The government opened a consultation last month on potential countermeasures, proposing changes to the regulatory regime and capping claimants’ recoverable costs, after criticism from backbench MPs who condemned ‘amoral’ lawyers offering ‘legalised intimidation’.

This week, the chair of the Lords Communications and Digital Committee wrote to lord chancellor Dominic Raab MP to welcome the recent call for evidence and ask him to ‘explore options for deterring abusive litigation and personal intimidation from the outset’.

Meanwhile, the European Commission has issued a draft directive designed to ‘improve protection of journalists and human rights defenders from abusive court proceedings’, including by enabling judges to ‘swiftly dismiss manifestly unfounded lawsuits’.

However, a significant problem remains: what exactly is a SLAPP? And, without a definition, how can they be tackled effectively (assuming they exist in the first place)? The general consensus among campaigners seems to be ‘I know one when I see one’, and that something needs to be done – but that is not an ideal basis for legislation.

'In some cases anti-SLAPP [laws] have become an instrument of abuse… there can be legitimate disagreements about what constitutes public participation'

Charlie Holt, English PEN

Charlie Holt, UK campaigns manager for English PEN, accepted that it can be ‘very difficult to identify a SLAPP intent, a malicious intent’, when, for example, the super-rich sue journalists.

Speaking at the launch of a report on SLAPPs by the Foreign Policy Centre and ARTICLE 19, Holt said that ‘in some cases anti-SLAPP [laws] have themselves become an instrument of abuse’, adding that ‘there can be legitimate disagreements about what constitutes public participation’.

His latter point was illustrated when Charlotte Leslie, a former MP facing a libel claim from a Tory donor, criticised investigative journalist Clare Rewcastle Brown for allegedly reporting comments by Leslie which she said were given ‘off the record’, prompting Rewcastle Brown to say: ‘Your case has nothing to do with public interest journalism frankly.’”

There is also a dispute, for example, about whether the claims brought against journalist Catherine Belton over her 2020 book Putin’s People – one of the most prominent cases which prompted public calls for action before the Russian invasion – are even SLAPPs at all, contrary to the view of some MPs.

A lawyer familiar with the case pointed to the fact that the claims led to amendments to the book (albeit relatively minor ones) and said the description of it as a SLAPP was ‘remarkable’.
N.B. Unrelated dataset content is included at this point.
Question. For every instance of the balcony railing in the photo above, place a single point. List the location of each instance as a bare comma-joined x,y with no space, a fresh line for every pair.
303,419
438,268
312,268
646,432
And, if regulations are tightened, will the Solicitors Regulation Authority be able to properly enforce them? The response from anti-SLAPP campaigners appears to be a resounding ‘no’, with Lopez and Holt both agreeing that the regulator does not have the ‘capacity or the competence’ to do so.

Catherine Belton

Putin’s People: Catherine Belton’s book prompted one of the highest-profile alleged SLAPPs

Source: Shutterstock

Lopez, a senior associate at Wiggin, suggested that the PR campaign of ‘naming and shaming’ solicitors – which has seen Conservative MP Bob Seely identify alleged ‘enablers’ in parliament and US congressman Steve Cohen call for travel bans – might be the most effective method, for now at least.

The SRA has recently issued guidance which says lawyers ‘must ensure that proceedings are pursued properly’ – a move which was welcomed by Gill Phillips, legal director at Guardian News and Media, as a ‘big step forward’.

She told peers earlier this month that she had previously considered complaining to the SRA about some ‘egregious’ pre-action letters but decided that ‘life’s too short’. Perhaps that will change now.

Susan Coughtrie, project director at the Foreign Policy Centre, this week encouraged journalists to report lawyers to the SRA if they felt they were being ‘SLAPP-ed’ and said there need to be ‘real penalties for those who are enabling’ oligarchs.

The moment appears ripe for significant change – legislative, regulatory or otherwise – but it still remains unclear what can or should be done.